Our readers read voraciously by flashlights under the covers at night, doodle our characters on the back of notebook paper, and use our worlds to create stories of their own. They are usually somewhere between the ages of eight and twelve, however occasionally we learn that some of our biggest fans are a bit older. They are students—not afraid to use their imaginations to create in their own way. They are not yet limited by fear of failure or the desires of the world. They can still be transported to faraway lands where in their mind they remain even after the book is closed.
They are young and influential, and as writers for these young readers, we are not only held to the standard of parents, but those of our Creator. Matthew 18:6 says, “but whoever causes one of these little ones who believe in Me to stumble, it would be better for them to have a heavy millstone hung around his neck, and to be drowned in the depth of the sea (NASB).” For this reason, we steer clear of romance, especially kissing and wondering eyes, and we are careful with the distinction between magic and spiritual gifts. We are not typically wordy in our writing for them, and we replace intricately woven descriptive passages with simple story telling so that our message is clear. The review of a critic means little, but the honest unbiased opinion of the marvelous middle and the approval of the parent mean everything!
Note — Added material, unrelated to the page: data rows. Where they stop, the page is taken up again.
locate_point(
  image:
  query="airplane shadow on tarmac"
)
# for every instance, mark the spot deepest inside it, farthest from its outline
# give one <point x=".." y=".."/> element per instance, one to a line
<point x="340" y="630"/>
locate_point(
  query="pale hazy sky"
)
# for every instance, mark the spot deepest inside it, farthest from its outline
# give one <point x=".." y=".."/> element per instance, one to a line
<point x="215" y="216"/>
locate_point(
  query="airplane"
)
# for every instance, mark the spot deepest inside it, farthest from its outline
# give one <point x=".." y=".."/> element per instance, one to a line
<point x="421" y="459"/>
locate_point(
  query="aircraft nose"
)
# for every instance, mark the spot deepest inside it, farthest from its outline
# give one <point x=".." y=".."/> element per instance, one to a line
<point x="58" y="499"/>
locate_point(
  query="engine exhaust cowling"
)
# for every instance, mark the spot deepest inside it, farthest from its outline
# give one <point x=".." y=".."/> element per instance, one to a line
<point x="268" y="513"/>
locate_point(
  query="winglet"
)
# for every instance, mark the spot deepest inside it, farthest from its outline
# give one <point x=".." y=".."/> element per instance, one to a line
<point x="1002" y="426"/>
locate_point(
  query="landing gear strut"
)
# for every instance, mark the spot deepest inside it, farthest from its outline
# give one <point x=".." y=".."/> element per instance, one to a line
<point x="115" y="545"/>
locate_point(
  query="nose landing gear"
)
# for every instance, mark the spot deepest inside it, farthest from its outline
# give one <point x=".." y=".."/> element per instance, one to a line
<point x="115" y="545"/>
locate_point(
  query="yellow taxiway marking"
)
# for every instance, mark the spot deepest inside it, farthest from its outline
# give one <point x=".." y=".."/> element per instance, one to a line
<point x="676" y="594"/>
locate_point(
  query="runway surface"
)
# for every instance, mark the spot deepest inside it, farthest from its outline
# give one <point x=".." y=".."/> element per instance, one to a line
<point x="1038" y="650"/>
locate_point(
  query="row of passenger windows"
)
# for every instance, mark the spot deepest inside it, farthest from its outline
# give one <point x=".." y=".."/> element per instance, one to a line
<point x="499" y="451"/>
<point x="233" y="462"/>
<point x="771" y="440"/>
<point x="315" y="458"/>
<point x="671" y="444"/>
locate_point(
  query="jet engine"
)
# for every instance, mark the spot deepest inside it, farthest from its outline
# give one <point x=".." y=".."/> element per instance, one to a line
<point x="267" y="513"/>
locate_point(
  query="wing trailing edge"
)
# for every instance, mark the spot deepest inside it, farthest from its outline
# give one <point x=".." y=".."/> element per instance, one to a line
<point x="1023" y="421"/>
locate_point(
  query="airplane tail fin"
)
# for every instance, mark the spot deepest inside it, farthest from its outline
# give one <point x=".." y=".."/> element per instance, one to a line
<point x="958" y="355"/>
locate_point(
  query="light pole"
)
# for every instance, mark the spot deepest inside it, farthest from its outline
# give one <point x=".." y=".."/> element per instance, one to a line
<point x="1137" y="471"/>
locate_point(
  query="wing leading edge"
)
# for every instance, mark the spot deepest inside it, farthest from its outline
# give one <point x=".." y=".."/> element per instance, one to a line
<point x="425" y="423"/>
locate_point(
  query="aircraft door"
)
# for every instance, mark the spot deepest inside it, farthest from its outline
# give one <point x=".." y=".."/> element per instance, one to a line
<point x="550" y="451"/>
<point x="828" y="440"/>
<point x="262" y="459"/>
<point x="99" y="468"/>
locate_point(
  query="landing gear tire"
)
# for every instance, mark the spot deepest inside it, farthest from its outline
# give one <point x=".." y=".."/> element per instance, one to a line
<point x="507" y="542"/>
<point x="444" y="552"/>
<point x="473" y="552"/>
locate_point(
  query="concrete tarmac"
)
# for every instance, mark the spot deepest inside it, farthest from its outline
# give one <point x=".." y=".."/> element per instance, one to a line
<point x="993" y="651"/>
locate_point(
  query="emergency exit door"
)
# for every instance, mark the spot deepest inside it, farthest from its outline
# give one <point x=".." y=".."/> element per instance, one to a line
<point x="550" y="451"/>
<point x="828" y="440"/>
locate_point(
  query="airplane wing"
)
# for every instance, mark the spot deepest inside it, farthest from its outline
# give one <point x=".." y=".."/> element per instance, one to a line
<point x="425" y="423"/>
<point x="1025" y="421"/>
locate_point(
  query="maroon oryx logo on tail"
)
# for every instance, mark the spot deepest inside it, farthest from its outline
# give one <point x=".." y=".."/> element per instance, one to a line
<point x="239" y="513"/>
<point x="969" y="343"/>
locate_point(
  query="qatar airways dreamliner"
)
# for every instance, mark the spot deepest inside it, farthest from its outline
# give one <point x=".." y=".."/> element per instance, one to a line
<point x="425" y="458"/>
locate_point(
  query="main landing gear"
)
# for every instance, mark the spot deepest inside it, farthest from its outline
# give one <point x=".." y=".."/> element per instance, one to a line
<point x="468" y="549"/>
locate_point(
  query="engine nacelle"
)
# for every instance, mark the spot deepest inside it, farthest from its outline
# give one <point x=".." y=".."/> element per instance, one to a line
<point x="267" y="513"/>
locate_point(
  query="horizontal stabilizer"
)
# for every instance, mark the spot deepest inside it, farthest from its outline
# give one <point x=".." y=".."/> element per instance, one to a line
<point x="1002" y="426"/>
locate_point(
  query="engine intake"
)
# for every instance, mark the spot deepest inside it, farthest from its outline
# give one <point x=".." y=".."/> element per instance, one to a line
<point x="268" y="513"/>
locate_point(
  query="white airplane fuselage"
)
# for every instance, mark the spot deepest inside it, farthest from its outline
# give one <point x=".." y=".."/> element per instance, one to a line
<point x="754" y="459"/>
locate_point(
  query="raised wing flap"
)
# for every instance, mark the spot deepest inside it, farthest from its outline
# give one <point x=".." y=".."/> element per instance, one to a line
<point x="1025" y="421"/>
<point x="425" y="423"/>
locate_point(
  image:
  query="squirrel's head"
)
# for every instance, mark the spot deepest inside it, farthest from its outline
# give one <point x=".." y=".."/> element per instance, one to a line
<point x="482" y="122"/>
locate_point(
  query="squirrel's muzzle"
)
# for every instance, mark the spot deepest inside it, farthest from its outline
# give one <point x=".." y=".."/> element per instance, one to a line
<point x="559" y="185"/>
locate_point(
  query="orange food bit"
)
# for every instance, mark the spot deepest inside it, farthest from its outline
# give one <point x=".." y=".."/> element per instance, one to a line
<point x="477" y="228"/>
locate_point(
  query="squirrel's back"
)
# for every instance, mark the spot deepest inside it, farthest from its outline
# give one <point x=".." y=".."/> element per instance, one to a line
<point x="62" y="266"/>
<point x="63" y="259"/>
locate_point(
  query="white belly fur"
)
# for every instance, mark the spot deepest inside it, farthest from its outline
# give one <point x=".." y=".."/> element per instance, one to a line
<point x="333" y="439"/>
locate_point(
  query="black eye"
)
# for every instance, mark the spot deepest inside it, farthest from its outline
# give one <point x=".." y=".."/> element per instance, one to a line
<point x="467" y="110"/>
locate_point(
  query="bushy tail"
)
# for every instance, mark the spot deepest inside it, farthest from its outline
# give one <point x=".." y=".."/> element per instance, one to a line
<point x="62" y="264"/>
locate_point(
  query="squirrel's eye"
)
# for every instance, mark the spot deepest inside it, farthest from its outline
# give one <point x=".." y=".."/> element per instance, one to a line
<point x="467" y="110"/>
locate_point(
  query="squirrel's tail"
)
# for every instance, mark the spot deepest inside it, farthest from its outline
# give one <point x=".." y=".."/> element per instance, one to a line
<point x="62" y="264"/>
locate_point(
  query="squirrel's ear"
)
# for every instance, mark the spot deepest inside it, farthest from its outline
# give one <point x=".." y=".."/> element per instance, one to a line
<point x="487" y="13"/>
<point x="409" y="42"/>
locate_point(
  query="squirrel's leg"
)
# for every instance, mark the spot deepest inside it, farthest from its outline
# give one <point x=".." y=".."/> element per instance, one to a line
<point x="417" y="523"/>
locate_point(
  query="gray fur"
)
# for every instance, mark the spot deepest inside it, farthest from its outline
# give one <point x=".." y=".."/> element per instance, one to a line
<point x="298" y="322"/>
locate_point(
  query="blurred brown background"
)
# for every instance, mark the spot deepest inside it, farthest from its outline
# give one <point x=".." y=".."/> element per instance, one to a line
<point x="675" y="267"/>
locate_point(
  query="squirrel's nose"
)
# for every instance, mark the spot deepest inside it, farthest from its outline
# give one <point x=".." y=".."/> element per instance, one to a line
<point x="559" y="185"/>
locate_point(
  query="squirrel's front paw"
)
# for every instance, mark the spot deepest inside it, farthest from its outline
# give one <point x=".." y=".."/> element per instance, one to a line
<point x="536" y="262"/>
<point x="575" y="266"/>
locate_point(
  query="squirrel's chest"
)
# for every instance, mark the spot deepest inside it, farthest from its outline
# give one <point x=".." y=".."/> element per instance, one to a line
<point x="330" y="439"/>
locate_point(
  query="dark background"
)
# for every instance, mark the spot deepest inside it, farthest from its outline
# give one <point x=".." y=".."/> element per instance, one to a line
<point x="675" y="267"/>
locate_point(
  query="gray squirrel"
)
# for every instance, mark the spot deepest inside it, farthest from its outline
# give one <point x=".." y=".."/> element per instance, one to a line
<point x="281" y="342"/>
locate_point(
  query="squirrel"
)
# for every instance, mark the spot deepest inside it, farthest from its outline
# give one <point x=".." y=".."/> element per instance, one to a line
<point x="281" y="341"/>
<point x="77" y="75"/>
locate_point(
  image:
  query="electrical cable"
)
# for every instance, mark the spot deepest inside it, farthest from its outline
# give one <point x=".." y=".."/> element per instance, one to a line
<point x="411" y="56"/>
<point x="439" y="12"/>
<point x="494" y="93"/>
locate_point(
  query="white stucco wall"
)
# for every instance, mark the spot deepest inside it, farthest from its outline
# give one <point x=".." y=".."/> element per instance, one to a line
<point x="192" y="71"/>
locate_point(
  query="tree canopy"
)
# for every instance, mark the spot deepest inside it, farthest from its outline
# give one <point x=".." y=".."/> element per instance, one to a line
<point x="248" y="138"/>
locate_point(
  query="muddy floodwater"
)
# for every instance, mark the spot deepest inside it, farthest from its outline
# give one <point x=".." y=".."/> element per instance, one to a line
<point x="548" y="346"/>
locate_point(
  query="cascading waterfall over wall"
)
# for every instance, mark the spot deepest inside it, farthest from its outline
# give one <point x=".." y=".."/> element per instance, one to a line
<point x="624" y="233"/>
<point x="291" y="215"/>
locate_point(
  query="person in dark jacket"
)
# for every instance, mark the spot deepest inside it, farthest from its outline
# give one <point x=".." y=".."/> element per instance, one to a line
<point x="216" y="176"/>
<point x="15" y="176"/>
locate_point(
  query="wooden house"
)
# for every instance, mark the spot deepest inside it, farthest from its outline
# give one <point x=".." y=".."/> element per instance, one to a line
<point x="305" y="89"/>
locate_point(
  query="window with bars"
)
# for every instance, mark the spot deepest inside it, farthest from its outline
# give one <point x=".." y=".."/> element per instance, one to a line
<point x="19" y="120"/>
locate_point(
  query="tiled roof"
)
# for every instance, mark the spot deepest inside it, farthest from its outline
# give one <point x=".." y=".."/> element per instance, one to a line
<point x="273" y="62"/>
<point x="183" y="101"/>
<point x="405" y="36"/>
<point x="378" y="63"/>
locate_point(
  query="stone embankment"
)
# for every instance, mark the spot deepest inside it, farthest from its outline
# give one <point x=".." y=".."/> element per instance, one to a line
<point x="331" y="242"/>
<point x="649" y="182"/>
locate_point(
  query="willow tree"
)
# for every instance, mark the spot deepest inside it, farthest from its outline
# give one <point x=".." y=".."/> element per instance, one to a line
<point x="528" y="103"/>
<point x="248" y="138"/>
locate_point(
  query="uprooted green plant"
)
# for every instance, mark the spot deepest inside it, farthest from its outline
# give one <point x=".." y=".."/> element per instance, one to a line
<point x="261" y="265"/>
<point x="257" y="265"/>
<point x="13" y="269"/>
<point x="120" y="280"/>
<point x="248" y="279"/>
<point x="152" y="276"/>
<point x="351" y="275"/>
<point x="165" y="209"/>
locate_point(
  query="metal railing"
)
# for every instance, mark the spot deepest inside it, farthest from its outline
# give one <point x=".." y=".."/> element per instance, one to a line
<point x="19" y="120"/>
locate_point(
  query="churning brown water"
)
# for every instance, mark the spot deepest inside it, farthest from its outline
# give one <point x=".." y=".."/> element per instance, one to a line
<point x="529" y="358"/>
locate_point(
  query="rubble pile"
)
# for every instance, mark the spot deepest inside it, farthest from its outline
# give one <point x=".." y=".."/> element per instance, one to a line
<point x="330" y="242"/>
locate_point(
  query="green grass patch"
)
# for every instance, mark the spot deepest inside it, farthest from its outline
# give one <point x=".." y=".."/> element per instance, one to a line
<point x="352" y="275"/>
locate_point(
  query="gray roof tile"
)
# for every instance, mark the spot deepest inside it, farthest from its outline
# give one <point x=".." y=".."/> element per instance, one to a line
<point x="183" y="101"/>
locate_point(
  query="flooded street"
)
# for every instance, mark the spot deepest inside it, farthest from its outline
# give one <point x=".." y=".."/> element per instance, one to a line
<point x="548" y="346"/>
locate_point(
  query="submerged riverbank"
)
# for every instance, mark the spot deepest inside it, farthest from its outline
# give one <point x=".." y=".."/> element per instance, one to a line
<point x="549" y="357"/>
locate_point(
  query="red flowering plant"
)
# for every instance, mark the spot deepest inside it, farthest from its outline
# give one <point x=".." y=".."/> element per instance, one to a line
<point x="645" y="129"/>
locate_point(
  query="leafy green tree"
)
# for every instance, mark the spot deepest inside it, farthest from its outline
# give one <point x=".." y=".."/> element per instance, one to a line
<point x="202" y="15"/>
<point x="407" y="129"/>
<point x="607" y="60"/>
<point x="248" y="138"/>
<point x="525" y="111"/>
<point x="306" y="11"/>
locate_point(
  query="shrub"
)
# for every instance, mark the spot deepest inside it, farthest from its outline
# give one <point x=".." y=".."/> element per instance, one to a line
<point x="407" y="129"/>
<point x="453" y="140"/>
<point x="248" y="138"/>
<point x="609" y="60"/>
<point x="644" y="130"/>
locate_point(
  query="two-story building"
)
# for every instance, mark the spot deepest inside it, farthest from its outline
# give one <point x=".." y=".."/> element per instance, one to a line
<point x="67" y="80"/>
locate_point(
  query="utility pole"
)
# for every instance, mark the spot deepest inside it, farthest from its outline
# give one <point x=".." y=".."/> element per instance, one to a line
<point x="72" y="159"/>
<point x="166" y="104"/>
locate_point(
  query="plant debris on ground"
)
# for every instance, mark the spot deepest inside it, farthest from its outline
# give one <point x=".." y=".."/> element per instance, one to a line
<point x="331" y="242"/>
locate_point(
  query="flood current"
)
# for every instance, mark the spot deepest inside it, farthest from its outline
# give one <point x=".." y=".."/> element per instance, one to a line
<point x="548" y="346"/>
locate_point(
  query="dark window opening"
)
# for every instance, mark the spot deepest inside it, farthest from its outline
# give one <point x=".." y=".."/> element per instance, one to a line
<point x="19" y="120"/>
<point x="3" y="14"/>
C.S. Lewis once wrote, “a children’s story is the best art-form for something you have to say.” As Christian writers for the middle grade audience, we have taken on a task to not only entertain but to show through our writing a glimpse of the Creator . . . His words, His ways, and His love. We may not fit in amongst the vast array of talented conference writers, but we are thankful for those who see our excitement and joyfully cheer us onward. It seems that it would be easy to shift our point of view, increase the age of our protagonist, and add in an element of maturity that might make our quest to find a home in the world of publishing a tad more encouraging, but that is not the point. The point is the audience—the children. Who then would write for the Marvelous Middles?